Miguel earned a Master of Divinity degree from Union Theological Seminary in 2007, where he studied liberation theologies and homiletics. He has served in a variety of leadership roles within the Episcopal Church, including as communications assistant to Presiding Bishop Katharine Jefferts Schori, managing program director at the Episcopal Church Foundation, and later as director of Anglican Studies and operations director at Episcopal Divinity School at Union. He serves as curate at San Andrés Episcopal Church in Sunset Park, Brooklyn, a Spanish-language, Latino congregation.
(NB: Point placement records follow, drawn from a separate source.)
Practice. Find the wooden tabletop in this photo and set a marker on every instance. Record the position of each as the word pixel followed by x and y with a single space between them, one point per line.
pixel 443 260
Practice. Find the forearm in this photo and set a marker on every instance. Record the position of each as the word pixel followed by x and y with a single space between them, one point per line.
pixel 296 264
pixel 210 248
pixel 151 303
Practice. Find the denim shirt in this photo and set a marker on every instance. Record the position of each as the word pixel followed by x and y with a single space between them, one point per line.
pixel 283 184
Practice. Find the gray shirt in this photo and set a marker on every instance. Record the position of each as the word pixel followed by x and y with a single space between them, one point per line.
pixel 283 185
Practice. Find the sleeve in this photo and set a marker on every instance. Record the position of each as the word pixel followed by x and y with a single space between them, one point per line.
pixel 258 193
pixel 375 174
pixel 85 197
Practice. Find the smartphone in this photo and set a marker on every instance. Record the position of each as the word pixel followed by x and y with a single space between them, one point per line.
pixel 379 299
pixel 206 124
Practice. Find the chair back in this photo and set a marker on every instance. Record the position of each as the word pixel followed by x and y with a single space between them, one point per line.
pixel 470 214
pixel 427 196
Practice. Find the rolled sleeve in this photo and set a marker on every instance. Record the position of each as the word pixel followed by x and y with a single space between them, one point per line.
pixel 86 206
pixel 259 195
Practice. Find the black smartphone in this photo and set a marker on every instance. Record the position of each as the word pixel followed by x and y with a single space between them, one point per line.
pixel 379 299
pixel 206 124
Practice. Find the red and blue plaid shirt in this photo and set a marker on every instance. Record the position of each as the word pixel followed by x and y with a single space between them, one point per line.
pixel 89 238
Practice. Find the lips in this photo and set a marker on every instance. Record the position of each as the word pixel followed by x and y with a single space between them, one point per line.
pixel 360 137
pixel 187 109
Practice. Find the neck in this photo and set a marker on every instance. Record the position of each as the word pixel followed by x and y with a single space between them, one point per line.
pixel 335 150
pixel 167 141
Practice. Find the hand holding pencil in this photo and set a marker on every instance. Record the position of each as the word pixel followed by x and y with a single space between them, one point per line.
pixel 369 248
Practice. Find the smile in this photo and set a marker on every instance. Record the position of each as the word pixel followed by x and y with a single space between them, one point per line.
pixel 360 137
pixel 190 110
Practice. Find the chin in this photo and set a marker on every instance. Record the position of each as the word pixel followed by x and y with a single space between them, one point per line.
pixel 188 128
Formed by his upbringing in the Texas Hill Country, Miguel’s faith and ministry are shaped by a deep commitment to racial, economic, and migrant justice. He attended Our Lady of the Lake University in San Antonio, where he studied the Roman Catholic social justice tradition, Latin American liberation theologies, and Spanish. He has lived outside the United States, in both Querétaro, México and Barcelona, Spain, experiences that deepened his commitment to a global, justice-centered faith.
Miguel currently serves on the boards of Episcopal Relief & Development, Rural & Migrant Ministry, and Friends of Forward Movement, and continues to advocate for a church that prioritizes issues of economic justice and extends a welcome to Latino immigrants and the LGBTQIA+ community. He lives in Brooklyn with his husband Ben and their dog Duke.